February 15, 2016

Penetration Testing

Find your vulnerabilities before someone else does

Penetration testing, or ethical hacking, is a proactive method of finding security vulnerabilities in a system or application before an attacker does.

We offer a broad range of penetration testing services that can be tailored to suit your security needs. We pride ourselves in making penetration testing as simple as possible to help fulfil your security and compliance requirements.

Our Security Testing Approach

Our security testing approach is based on good practice standards such as the Open Source Security Testing Methodology Manual (OSSTMM) and Open Web Application Security Project (OWASP).

Vulnerability Assessment

Our vulnerability assessment service uses automated tools and manual inspection to identify vulnerabilities in your IT infrastructure. This service will focus mainly on infrastructure vulnerabilities, but can also identify certain web application vulnerabilities.

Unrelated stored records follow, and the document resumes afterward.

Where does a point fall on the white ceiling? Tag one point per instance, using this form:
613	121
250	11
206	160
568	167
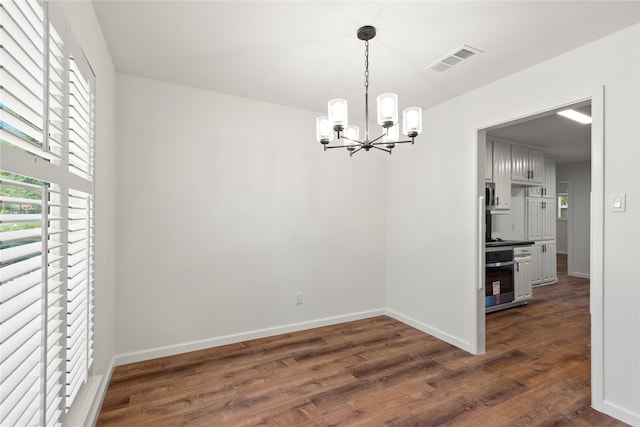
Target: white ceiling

We can perform vulnerability testing on your internet facing infrastructure and/or internal IT systems. External testing can be performed remotely from our premises. For internal testing our consultant will visit your site to undertake the assessment.

Cyber Essentials Plus

Cyber Essentials Plus requires an external vulnerability scan, configuration audits of internet facing infrastructure and malware susceptibility testing. Our team is certified by IASME and CESG to perform testing in support of your Cyber Essentials Plus certification.

PCI ASV Readiness Scans

If you are preparing to commence formal PCI ASV scanning of your externally facing network, we provide a pre-assessment to help you proactively address issues that may prevent you from passing your ASV scan. Our team perform scans in accordance with the PCI ASV Scanning Procedure Standard to get you ready for successful certification.

Patch Audits

One of the most challenging tasks for any IT department is keeping the IT infrastructure up to date with software patches and updates. Out-of-date and unsupported software present a serious security risk for your business. We perform detailed patch audits on your systems and develop targeted remediation plans that will help you stay in control.

Firewall Audits

A Firewall Audit involves reviewing the firewall rule-base and can also examine the configuration of the firewall. Where possible, our consultants will liaise with the relevant firewall stakeholders to understand the business rules and network flows in order to identify which rules pose a security risk and which ones can be improved or removed.